Best Practices Guide for Enabling Single Sign-On with Sun Java System Access Manager

Print-friendly Version

Notes - Sun Java System Access Manager was formerly known as Sun Java System Identity Server and is called Access Manager for short. Sun Java System Directory Server Enterprise Edition was formerly known as Sun Java System Directory Server and is called Directory Server for short.

With Access Manager, enterprises can ensure secure access to applications, both on the intranet and the extranet. In addition, enterprises can implement Single Sign-on (SSO), a cost-effective security solution that streamlines user experience. In a federated identity framework, linking various user accounts to the authoritative account with open standards makes SSO integration between applications simple and straightforward.

This article offers best-practice tips on how to efficiently integrate applications with Access Manager and implement SSO in three environments:

• Non-federated
• Cross-domain
• Federated with the Liberty implementation of Access Manager

To better understand this article, you should be familiar with Access Manager and its components. For details, see the product documentation.

Single Sign-On (SSO) is the means of passing users' credentials between applications without users having to authenticate each time they access another application--in essence a mechanism to seamlessly identify users across various identity domains. This section describes the aspects you must consider in enabling SSO with Access Manager and discusses a number of best practices.

Robust applications usually provide mechanisms for integration with external authentication and authoritative sources. With Access Manager, you can achieve SSO in many ways; deciding which one to pick depends on how to best integrate your applications.
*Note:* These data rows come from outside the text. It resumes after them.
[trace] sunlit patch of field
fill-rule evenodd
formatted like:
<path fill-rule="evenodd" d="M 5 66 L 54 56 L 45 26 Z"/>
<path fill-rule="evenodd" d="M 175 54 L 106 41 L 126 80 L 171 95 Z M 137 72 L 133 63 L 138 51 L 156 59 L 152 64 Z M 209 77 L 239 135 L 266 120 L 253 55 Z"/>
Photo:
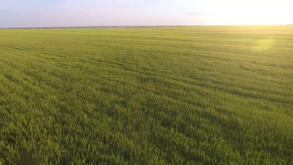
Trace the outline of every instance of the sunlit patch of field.
<path fill-rule="evenodd" d="M 0 164 L 293 164 L 293 26 L 0 30 Z"/>

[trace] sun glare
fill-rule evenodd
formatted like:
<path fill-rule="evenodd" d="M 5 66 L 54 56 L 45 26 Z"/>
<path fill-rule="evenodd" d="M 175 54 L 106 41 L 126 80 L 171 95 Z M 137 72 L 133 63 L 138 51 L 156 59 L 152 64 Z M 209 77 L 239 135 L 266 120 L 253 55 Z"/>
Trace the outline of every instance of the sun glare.
<path fill-rule="evenodd" d="M 237 25 L 292 23 L 293 1 L 225 0 L 211 4 L 216 22 Z"/>

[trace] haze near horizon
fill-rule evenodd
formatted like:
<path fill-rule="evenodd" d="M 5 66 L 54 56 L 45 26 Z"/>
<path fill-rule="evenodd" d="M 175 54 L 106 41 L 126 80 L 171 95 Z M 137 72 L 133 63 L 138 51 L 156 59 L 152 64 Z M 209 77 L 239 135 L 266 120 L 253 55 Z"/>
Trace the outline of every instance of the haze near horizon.
<path fill-rule="evenodd" d="M 12 0 L 0 28 L 293 24 L 289 0 Z"/>

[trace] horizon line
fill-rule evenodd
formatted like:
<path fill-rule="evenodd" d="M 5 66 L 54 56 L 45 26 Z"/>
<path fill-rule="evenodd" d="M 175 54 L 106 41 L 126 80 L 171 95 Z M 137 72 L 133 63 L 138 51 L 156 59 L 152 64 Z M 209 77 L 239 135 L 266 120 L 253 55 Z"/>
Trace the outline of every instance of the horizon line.
<path fill-rule="evenodd" d="M 0 27 L 0 29 L 55 29 L 55 28 L 114 28 L 114 27 L 184 27 L 184 26 L 287 26 L 293 25 L 288 24 L 231 24 L 231 25 L 127 25 L 127 26 L 43 26 L 43 27 Z"/>

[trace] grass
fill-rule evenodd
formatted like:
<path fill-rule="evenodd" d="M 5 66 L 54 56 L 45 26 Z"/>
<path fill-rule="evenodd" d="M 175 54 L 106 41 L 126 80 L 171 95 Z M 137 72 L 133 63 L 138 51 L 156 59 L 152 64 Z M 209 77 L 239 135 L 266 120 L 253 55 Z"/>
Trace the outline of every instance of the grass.
<path fill-rule="evenodd" d="M 293 26 L 0 30 L 0 164 L 292 164 Z"/>

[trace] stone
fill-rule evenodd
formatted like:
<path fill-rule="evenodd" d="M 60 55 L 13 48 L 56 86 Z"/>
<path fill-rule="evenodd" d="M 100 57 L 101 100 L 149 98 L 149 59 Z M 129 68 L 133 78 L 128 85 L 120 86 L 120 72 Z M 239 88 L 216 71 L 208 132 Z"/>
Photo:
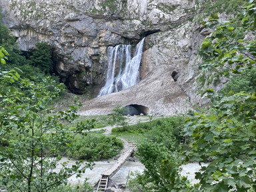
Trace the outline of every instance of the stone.
<path fill-rule="evenodd" d="M 96 96 L 105 83 L 107 47 L 127 43 L 135 45 L 147 36 L 141 79 L 147 78 L 151 86 L 163 86 L 169 92 L 169 87 L 158 84 L 150 75 L 159 70 L 159 66 L 165 66 L 171 74 L 173 70 L 179 74 L 176 80 L 181 88 L 181 97 L 187 95 L 191 102 L 198 104 L 201 98 L 195 79 L 201 60 L 197 50 L 209 31 L 189 19 L 196 18 L 199 14 L 195 11 L 200 1 L 34 0 L 31 3 L 31 0 L 1 0 L 0 6 L 3 23 L 17 38 L 22 50 L 34 48 L 37 42 L 49 44 L 55 72 L 73 93 L 83 94 L 92 88 L 91 92 Z M 223 21 L 227 15 L 220 14 L 220 18 Z M 149 80 L 148 76 L 153 78 Z M 153 84 L 152 80 L 157 84 Z M 145 86 L 143 83 L 141 85 Z M 151 100 L 161 98 L 153 101 L 157 106 L 151 107 L 153 110 L 158 108 L 158 102 L 165 107 L 163 104 L 171 100 L 165 96 L 165 90 L 147 88 L 159 90 Z M 180 90 L 177 91 L 176 87 L 171 89 L 179 98 Z M 148 90 L 146 92 L 150 94 Z M 141 100 L 137 103 L 147 103 L 143 97 L 149 97 L 137 93 L 129 95 L 128 100 Z M 141 98 L 137 98 L 138 95 Z M 110 103 L 117 103 L 107 99 Z M 173 104 L 171 100 L 170 102 Z M 124 100 L 122 103 L 133 102 Z M 175 108 L 174 104 L 172 108 Z M 156 111 L 155 114 L 159 114 L 158 110 Z"/>
<path fill-rule="evenodd" d="M 113 187 L 106 189 L 104 192 L 123 192 L 123 190 L 121 189 L 115 189 Z"/>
You can obtain user credentials with or without policy agents, as follows:

• Install a policy agent to protect the application and then pass the HTTP_HEADER and REMOTE_USER variables to the application so as to capture the user credentials. You may or may not need a custom authentication module.
  
  
• Customize the application's authentication module to create an SSO token (SSOToken) either from the request object or from the SSO cookie. Afterwards, retrieve the user credentials via SSO APIs and then create a session using the application's APIs.

Authentication is the process of validating user credentials, usually user IDs accompanied by their associated passwords. Observe the following practices:

• Use the Access Manager policy agents to protect the application URL. These agents support numerous Web servers and application servers that are available in the market today.
  
  
• Let Access Manager--along with Directory Server--be the authoritative source for authentication and adopt the provisioning solution from Sun Java System Identity Manager. The protected application would simply redirect user requests to Access Manager for authentication.

You can authenticate users with Access Manager in either of these two ways:

• Use the policy agent to insert HTTP header variables into the request object--a means that functions for Web applications only. The benefit: Applications can authenticate through Access Manager with minimal (if any) changes to the code.
  
  
• Use authentication APIs bundled as part of the Software Development Kit (SDK) to validate and retrieve user identities--a means that can be employed by both Web and non-Web applications. The benefit: Security is then ensured.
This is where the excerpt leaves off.